Motivasi Dalam Pendidikan Jasmani
Konsep motivasi dalam pendidikan jasmani adalah bidang penyelidikan yang berkembang pesat.
Mulai tahun 2004, Ntoumanis, Peensgard, Martin dan Pipe melakukan studi kualitatif pada siswa
yang termotivasi dalam pendidikan jasmani. Ntoumanis dkk. ( 2004 ) melaporkan bahwa siswa
yang termotivasi menginginkan dan membutuhkan peningkatan kebutuhan psikologis, dukungan
dan kesenangan agar lebih termotivasi di kelas.
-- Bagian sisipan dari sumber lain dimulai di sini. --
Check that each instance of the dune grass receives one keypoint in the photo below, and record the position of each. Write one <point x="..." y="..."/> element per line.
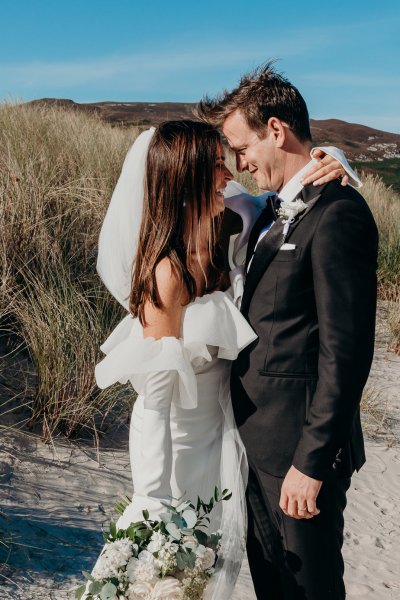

Baru-baru ini, Perlman ( 2012b , 2012c ) meneliti
studi berbasis intervensi, di mana siswa termotivasi terlibat dalam Model Pendidikan Olahraga,
Siedentop ( 1994 ) mendemonstrasikan peningkatan tingkat kenikmatan, dukungan untuk
keterkaitan dan tingkat aktivitas fisik di dalam kelas jika dibandingkan dengan siswa yang
termotivasi yang diajar dalam bentuk pendidikan jasmani yang lebih tradisional. Shen et al. ( 2010
) telah meneliti aspek multidimensi yang memfasilitasi motivasi dan peran instruksi guru. Hasil
dari badan-badan kerja tersebut di atas mengungkapkan bahwa seorang guru memainkan peran
yang tidak terpisahkan dalam perkembangan siswa yang termotivasi. Meskipun menjadi guru
yang mendukung otonomi dapat dianggap efektif, perlu dicatat bahwa elemen struktural sekolah
(misalnya nilai, standar pengajaran yang diamanatkan, aturan / kebijakan) dapat secara inheren
mengontrol atau menurunkan motivasi siswa. Oleh karena itu, tujuan dari penelitian ini adalah
untuk menguji bagaimana berbagai bentuk pengajaran guru, berbasis di dalam SDT, dapat
mempengaruhi respon motivasi siswa yang termotivasi dalam pendidikan jasmani menengah.
Pertanyaan penelitian
a. Apakah instruksi guru (yaitu kelompok dukungan otonomi tinggi
atau kontrol) berpengaruh tingkat dukungan kebutuhan psikologis
(yaitu kemandirian, kompetensi dan keterkaitan) siswa yang
termotivasi?
b. Apakah instruksi guru (yaitu kelompok dukungan otonomi tinggi atau kontrol)
berpengaruh pada tingkat motivasi siswa?